C’est là, précisément, que le bât blesse. Jean Romain (PLR/GE), député au Grand Conseil genevois et écrivain, pointe les difficultés que pose une telle mesure, bien qu’il reconnaisse l’intérêt «ponctuel» du télétravail: «Dès lors que vous faites entrer un nouveau droit quelque part, il peut être revendiqué. Et si le supérieur hiérarchique s’y oppose, il y a un conflit juridique». Et l’élu genevois de dénoncer une situation qui pourrait mettre en difficulté certaines entreprises: «C’est au patron de dire ce qu’il faut pour son entreprise, non pas à l’employé de réclamer un droit qui pourrait mettre en péril, dans certaines situations, la survie des petites entreprises».

Même son de cloche du côté du centriste valaisan Sidney Kamerzin, collègue de Gabriela Suter au Conseil national: «Au niveau des entreprises, il faut laisser la possibilité d’inciter. L’obligation, toutefois, ne peut pas fonctionner. La décision doit être prise d’un commun accord entre l’employeur et l’employé, sans faire l’objet d’un droit unilatéral difficile à mettre en œuvre dans certains cas». Et l’élu de l’ancien PDC de dénoncer une double discrimination qu’impliquerait ce droit: «D’une part entre les métiers du secteur primaire pour lesquels le télétravail est impossible, et les métiers du tertiaire notamment.
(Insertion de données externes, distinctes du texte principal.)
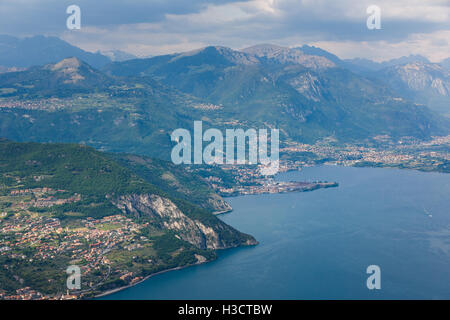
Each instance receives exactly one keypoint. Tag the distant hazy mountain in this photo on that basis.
(364, 65)
(118, 55)
(308, 96)
(445, 63)
(134, 105)
(39, 50)
(427, 83)
(283, 55)
(65, 77)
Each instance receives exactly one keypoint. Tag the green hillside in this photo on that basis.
(66, 204)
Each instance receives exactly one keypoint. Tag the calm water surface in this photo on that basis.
(317, 245)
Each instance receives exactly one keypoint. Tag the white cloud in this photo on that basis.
(409, 27)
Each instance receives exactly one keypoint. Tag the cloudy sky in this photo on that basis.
(152, 27)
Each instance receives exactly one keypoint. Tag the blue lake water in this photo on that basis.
(317, 245)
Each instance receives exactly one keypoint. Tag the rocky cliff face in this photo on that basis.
(165, 214)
Mais aussi entre les petites entreprises pour lesquelles le télétravail ne convient pas du tout, et les plus grandes entreprises dans lesquelles il peut être mis en œuvre».

Valentin Aymon (PS/VS), conseiller communal dans le village de Savièse et député suppléant au Grand Conseil valaisan montre une certaine prudence à l’égard de la proposition de sa collègue de parti: «Je ne suis pas en désaccord total avec madame Suter, mais je pense que le télétravail ne doit concerner que certains cas particuliers, sans devenir un droit fondamental». Le problème majeur serait l’aspect contraignant d’une telle mesure: «Contraignante pour les employeurs, mais aussi pour les employés!» En effet, explique-t-il, «un patron peu scrupuleux pourrait aussi chercher à économiser sur les coûts des locaux, du loyer ou du matériel, en demandant à ses employés de travailler à la maison». Autre point, le Valaisan se méfie également de la «porosité entre vie professionnelle et vie privée» induite par le home office. «Il doit y avoir un droit à la déconnexion, un droit de ne pas être joignable».
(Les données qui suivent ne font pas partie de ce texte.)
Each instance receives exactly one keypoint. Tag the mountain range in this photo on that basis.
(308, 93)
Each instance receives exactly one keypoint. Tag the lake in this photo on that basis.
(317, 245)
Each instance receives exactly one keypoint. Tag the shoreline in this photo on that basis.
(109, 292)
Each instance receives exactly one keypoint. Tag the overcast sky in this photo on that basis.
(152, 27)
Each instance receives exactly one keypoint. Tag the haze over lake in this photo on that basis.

Sidney Kamerzin partage la même inquiétude: «On sait que la présence permanente du professionnel dans le milieu familial peut générer de fortes tensions», à quoi il faut ajouter, sans nier les «vertus évidentes du télétravail», un risque de «désocialisation professionnelle», de «perte de contact avec les collègues». Le parti socialiste qui promeut la désocialisation? Rien d’étonnant pour Jean Romain: «Ça fait longtemps que le parti socialiste ne travaille plus pour une ʻsociété socialeʼ, mais est en train de mettre en place un système qui n’a plus rien à voir avec la tradition socialisante». Et pour cause: «Le socialisme est un immense courant de pensée qui est en train de se faire mettre sur la touche. Pour essayer d’exister, il lui faut trouver un certain nombre de combines politiques de façon à occuper le devant de la scène».
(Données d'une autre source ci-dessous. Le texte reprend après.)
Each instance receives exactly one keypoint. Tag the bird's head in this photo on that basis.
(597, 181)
Reste que l’intervention de madame Suter n’était qu’une interpellation, «un moyen d’obtenir des réponses» du Conseil fédéral, comme nous l’explique Sidney Kamerzin. «Si elle faisait le choix d’une intervention plus contraignante comme une motion ou une initiative parlementaire, continue-t-il, je ne vois pas comment, aujourd’hui, une majorité pourrait se constituer sur le sujet. La bascule se ferait au niveau de notre parti (Le Centre) et peut-être chez les Vert’libéraux, mais ces derniers restent très attachés à la liberté des entreprises».